The Supreme Court gutted independent agencies. Congress must fight back.

Imagine a labor board chair who knows she will be fired if she rules against the president’s friends. Or a consumer safety official who approves a dangerous product because he fears losing his job. That’s no longer hypothetical. It’s the very real consequence of the Supreme Court’s decision Monday in Trump v. Slaughter.

These fears spring from the court’s decision to allow the president to remove the leaders of formerly independent agencies, not for cause but at the president’s whim. The Supreme Court’s decision guts independent agencies — a fixture of our nation’s executive branch for more than a century. In its latest expansion of executive power, the court ruled in a 6-3 decision to allow President Donald Trump to remove Rebecca Slaughter, a member of the Federal Trade Commission, overturning a decision dating back to 1935. In practice, the court’s decision allows the president to fire the heads of independent agencies, bipartisan commissions and boards for any reason: because he does not like their politics, their latest social media posts or their rulings on cases involving his friends, relatives or donors. 

Presidents could even effectively shut down agencies when they dislike investigations into the conduct of their political donors and allies. 

Independent agencies protect workers and consumers, regulate the media and play many other vital roles in our lives. Congress made them independent to ensure that they rely on expertise and operate free from political interference. The Supreme Court’s decision threatens to inject politics and corruption into these agencies’ functions. Presidents could even effectively shut down agencies when they dislike investigations into the conduct of their political donors and allies. 

Let’s take the impact on workers’ rights. The National Labor Relations Board is supposed to resolve disputes between employers and employees over collective bargaining. Thanks to this ruling, its board members are now beholden to a president who can fire them at will. Unions and workers (not to mention businesses) will never know if the NLRB’s decisions are based on the best interpretation of the law or political favoritism. For instance, earlier this year, the NLRB dismissed a complaint against Elon Musk’s company SpaceX, asserting it lacked jurisdiction. Whether or not that determination was legally correct, decisions like it will now be viewed through a political lens, eroding trust in the agency’s neutrality.

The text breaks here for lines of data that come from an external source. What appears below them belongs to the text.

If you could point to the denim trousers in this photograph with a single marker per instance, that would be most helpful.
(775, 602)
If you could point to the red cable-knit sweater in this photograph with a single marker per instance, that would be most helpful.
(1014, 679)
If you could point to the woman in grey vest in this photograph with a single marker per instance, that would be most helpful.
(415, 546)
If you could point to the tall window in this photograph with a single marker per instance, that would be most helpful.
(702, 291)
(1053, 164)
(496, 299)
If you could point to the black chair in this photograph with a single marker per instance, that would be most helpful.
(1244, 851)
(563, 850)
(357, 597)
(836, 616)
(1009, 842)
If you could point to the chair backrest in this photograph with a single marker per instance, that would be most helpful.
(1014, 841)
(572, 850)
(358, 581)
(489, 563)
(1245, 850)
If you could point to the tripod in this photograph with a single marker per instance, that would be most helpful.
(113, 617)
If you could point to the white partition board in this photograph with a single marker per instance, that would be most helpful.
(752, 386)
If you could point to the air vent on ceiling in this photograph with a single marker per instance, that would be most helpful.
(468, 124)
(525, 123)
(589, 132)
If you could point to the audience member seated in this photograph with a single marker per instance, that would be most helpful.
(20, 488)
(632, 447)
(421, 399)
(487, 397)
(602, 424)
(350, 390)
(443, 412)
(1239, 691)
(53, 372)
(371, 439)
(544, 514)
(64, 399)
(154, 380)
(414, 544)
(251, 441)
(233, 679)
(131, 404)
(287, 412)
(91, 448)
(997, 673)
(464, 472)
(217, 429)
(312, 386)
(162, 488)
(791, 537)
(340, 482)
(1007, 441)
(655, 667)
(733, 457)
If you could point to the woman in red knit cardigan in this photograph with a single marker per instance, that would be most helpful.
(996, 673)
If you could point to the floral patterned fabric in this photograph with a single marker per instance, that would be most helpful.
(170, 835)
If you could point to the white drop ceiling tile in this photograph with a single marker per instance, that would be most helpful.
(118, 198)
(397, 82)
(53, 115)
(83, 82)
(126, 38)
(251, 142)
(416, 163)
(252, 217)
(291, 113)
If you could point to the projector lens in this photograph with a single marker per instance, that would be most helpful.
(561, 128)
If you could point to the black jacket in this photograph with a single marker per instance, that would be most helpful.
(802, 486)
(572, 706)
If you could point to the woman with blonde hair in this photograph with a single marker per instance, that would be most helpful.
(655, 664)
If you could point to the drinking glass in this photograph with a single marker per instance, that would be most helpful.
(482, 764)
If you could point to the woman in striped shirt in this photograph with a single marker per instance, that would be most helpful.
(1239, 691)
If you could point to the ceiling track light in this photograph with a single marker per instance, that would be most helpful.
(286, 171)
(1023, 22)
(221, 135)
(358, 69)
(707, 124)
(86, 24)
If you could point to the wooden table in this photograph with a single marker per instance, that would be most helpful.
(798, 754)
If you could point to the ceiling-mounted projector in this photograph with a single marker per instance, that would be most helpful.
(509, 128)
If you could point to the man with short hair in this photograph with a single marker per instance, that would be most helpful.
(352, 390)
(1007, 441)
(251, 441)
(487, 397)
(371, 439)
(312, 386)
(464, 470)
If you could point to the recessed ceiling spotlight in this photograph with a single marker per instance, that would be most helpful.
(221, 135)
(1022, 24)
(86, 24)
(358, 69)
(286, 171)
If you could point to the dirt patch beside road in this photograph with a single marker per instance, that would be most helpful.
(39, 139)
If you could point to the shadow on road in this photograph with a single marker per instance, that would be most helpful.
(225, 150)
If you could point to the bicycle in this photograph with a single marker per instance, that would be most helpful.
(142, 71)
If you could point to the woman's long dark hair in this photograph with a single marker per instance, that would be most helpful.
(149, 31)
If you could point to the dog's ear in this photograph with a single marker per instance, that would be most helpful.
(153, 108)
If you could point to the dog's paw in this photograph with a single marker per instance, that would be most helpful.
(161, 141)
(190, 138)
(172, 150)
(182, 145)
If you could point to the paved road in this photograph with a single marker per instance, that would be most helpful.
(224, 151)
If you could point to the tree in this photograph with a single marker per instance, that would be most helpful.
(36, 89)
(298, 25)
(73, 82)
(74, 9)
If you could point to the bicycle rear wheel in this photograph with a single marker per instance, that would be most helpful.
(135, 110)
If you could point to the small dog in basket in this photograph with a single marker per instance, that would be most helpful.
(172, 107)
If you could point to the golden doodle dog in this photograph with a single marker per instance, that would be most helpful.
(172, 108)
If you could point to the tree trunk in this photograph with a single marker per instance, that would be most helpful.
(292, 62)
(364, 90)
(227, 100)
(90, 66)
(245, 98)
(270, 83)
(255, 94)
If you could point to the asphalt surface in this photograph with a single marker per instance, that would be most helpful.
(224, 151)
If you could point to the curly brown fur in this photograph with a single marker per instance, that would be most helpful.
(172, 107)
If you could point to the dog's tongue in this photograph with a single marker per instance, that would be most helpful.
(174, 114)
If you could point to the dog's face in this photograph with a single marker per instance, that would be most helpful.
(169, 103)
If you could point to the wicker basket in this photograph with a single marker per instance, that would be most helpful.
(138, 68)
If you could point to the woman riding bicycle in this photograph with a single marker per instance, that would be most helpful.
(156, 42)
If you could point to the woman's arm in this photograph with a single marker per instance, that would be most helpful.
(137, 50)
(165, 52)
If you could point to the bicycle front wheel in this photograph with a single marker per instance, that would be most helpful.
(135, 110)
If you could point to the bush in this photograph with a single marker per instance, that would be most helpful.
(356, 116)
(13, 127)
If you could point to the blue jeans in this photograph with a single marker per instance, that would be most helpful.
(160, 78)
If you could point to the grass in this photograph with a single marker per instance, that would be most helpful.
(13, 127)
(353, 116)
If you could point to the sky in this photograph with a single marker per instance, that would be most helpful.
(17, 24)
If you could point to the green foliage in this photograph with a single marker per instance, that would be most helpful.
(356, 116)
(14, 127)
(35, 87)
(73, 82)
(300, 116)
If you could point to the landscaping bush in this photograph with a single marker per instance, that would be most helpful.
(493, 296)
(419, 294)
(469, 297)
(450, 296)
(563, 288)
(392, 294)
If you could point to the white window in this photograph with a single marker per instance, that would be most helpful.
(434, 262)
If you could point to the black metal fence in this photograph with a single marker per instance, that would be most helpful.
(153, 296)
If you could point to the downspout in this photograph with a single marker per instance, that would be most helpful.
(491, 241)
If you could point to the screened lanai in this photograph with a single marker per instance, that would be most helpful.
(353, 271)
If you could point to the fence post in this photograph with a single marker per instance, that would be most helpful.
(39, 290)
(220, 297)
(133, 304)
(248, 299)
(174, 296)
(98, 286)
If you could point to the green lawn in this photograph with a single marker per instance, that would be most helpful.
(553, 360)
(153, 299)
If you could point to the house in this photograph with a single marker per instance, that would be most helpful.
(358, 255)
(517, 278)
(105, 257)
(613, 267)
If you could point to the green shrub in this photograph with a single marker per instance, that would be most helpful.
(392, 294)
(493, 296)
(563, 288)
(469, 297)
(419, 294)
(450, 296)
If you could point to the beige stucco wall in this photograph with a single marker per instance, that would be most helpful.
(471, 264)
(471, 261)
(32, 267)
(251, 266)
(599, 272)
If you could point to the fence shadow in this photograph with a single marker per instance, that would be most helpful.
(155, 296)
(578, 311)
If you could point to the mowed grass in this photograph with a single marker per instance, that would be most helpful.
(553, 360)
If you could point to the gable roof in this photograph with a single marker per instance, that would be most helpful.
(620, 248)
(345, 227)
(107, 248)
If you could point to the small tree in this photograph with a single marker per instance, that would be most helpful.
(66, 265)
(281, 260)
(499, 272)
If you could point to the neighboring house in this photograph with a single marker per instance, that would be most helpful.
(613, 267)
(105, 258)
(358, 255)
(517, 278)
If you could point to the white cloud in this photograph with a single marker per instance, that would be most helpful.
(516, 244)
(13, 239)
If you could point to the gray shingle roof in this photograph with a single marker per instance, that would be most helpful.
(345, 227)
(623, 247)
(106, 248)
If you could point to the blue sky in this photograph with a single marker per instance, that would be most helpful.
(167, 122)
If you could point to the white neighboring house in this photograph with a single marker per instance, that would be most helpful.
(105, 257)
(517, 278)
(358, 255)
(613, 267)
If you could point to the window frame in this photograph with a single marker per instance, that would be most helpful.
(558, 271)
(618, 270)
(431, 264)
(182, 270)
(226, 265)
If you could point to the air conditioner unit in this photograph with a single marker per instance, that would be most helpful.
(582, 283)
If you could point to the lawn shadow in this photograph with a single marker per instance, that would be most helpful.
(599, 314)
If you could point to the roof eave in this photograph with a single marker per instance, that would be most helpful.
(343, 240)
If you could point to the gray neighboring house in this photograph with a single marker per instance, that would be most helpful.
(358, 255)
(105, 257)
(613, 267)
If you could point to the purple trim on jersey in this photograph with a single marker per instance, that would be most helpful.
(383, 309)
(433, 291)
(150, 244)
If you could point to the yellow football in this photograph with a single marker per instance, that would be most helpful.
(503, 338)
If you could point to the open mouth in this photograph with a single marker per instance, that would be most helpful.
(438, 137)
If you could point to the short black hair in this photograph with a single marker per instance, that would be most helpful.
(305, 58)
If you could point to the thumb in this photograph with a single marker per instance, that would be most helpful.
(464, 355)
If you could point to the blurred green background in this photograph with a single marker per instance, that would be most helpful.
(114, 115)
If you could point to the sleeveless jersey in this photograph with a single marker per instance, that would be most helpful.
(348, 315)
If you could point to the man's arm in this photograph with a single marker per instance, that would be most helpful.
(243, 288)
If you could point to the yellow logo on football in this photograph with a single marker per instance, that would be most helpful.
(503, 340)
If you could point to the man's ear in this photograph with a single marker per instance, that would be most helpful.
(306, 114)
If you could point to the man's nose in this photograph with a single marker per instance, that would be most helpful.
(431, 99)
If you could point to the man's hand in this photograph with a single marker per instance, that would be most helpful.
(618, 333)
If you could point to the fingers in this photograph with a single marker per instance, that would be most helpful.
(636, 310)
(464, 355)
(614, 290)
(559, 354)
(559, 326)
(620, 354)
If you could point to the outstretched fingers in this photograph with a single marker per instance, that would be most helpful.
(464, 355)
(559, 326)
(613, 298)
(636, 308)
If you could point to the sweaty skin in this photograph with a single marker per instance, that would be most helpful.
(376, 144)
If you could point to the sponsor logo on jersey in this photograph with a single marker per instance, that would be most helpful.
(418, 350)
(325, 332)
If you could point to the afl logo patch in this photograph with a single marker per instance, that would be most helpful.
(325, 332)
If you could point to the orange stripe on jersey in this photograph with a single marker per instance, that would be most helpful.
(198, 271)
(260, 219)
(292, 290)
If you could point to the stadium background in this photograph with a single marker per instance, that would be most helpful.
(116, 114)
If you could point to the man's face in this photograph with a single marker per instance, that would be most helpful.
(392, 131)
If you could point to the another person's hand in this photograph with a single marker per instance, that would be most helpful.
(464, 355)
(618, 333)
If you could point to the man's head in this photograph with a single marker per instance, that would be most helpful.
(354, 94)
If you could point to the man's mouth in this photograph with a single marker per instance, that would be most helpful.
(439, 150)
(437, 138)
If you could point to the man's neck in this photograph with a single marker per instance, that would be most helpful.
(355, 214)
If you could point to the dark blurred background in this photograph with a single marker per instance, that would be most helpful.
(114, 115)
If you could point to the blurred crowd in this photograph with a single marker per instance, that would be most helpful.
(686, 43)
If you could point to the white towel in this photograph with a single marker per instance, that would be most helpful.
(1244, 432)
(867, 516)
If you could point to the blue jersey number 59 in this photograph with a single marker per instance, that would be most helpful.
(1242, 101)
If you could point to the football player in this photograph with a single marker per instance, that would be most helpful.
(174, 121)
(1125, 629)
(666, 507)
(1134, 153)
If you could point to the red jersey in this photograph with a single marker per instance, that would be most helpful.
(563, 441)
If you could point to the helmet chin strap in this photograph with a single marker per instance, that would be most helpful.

Congress must act now to protect the public. 

First, the legislative branch should allow individuals to go to court when they believe their rights have been violated under the statutes that created these agencies, such as the National Labor Relations Act. This ensures that workers, consumers and members of the public can vindicate their rights even if agencies are weakened or politicized.

A similar mechanism already exists under Title VII of the Civil Rights Act. After the Equal Employment Opportunity Commission reviews a claim, workers may pursue their own lawsuits. Even when the EEOC has dropped cases during the Trump administration — such as in cases involving transgender workers — those workers could still pursue their claims on their own. Contrast that with the NLRA, which has no individual right to sue. Unions and workers are stuck with a Trump-controlled NLRB.

Second, Congress should allow states to protect labor rights. Under current law, only the federal government can protect workers’ rights to join unions. That may have made sense when the NLRB — the agency that carries out that protection — had some independence from political winds as Congress intended. With the Slaughter decision, it no longer makes sense.  States could help protect workers’ rights if they could pass their own labor laws. They could even pass laws that are more protective of labor rights if that is what their voters want. 

Congress must close up the dangerous breach the court has created.

Finally, Congress has its own options to assure neutral adjudication of labor disputes. Congress could say the existing federal courts should protect labor rights, instead of the NLRB, or Congress could even create new specialized labor courts to hear these cases with the judges exercising particular expertise. Either approach would reduce the risk that outcomes are based on political pressure rather than legal judgment.

The Supreme Court has undermined Congress’s commitment to the public that important rights and protections will be enforced by experts free from the pressures of partisan politics. Now Congress must respond — and close up the dangerous breach the court has created.